Erdoğan sabahı: France 24’te “Rus uçağı olduğunu bilseydik başka türlü davranırdık”

Dün sabah saatlerinde France 24’e konuşan Erdoğan, “Bu bir Rus uçağı olduğu belli olmuş olsaydı belki uyarıların türü farklı olabilirdi. Bu uyarılar çok daha farklı bir zeminde ulaştırılarak farklı yerler devreye sokulmak suretiyle bu hava sahası ihlalinin önü kesilebilirdi. Ama bu konuda hassasiyetin devam etmesinde fayda var. Yani bu tür ihlallerin olmaması gerekiyor” diyordu..

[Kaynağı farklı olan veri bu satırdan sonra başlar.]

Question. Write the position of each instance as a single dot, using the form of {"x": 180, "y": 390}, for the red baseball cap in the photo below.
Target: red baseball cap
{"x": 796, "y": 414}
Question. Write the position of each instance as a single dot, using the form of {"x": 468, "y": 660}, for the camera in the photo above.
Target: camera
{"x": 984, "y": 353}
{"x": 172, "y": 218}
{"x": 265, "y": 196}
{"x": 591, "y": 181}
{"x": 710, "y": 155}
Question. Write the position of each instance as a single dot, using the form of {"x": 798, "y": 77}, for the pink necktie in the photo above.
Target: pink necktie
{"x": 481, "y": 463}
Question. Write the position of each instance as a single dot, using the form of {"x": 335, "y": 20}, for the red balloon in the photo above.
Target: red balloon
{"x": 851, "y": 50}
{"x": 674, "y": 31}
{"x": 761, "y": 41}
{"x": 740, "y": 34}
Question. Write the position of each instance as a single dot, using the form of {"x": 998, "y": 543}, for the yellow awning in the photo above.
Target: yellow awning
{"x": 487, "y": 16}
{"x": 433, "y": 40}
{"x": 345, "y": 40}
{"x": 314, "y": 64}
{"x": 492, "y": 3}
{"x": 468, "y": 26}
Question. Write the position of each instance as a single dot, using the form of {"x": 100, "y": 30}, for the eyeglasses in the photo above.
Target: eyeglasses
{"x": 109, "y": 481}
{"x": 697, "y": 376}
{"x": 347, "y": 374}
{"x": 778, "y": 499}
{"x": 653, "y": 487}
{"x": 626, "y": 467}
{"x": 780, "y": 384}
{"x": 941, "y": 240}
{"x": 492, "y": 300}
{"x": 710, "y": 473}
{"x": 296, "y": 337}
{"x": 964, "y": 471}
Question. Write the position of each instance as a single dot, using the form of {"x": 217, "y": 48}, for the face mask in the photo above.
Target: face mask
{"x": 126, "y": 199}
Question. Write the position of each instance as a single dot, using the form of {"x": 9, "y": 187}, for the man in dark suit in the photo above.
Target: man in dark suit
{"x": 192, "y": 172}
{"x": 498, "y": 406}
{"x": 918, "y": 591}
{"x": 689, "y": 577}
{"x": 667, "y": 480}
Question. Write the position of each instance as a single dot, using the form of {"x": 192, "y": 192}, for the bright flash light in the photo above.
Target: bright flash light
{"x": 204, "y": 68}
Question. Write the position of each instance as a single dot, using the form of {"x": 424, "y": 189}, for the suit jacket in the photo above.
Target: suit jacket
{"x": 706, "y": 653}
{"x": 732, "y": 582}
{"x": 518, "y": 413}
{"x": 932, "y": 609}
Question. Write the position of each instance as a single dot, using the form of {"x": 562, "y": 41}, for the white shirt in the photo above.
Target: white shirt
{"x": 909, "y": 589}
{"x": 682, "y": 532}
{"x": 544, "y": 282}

Cumhurbaşkanı Recep Tayyip Erdoğan, Suriye sınırında Rus uçağının Türk jetleri tarafından düşürülmesinden sonra Rusya Devlet Başkanı Vladimir Putin’i telefonla aradığını ancak Rus liderin telefonunu açmadığını ve ne düşündüğünü bilmek istediğini de sözlerine ekleyecekti.

Bu konuşmanın, Paris saldırıları sonrasında IŞİD konusunda daha sert bir konum alan ve bölgedeki varlığını arttırmaya karar veren Fransa’ya yönelik olduğunu da not etmek gerek. Ancak, yine dün gece, François Hollande ile Vladimir Putin’in Moskova’daki görüşmelerinden sonra yaptıkları basın toplantısında Hollande’ın araya girerek IŞİD’in petrol tankerleri vurulacak diye özellikle bir vurgu yapması ve konuşmasında IŞİD’in yanı sıra diğer cihatçı çetelerle de mücadele edilmesi gerektiğini söylemesi de not edilmeli.

Erdoğan öğleni: Muhtarlara “Aynı ihlal bugün yapılsa Türkiye yine bu karşılığı vermek durumundadır”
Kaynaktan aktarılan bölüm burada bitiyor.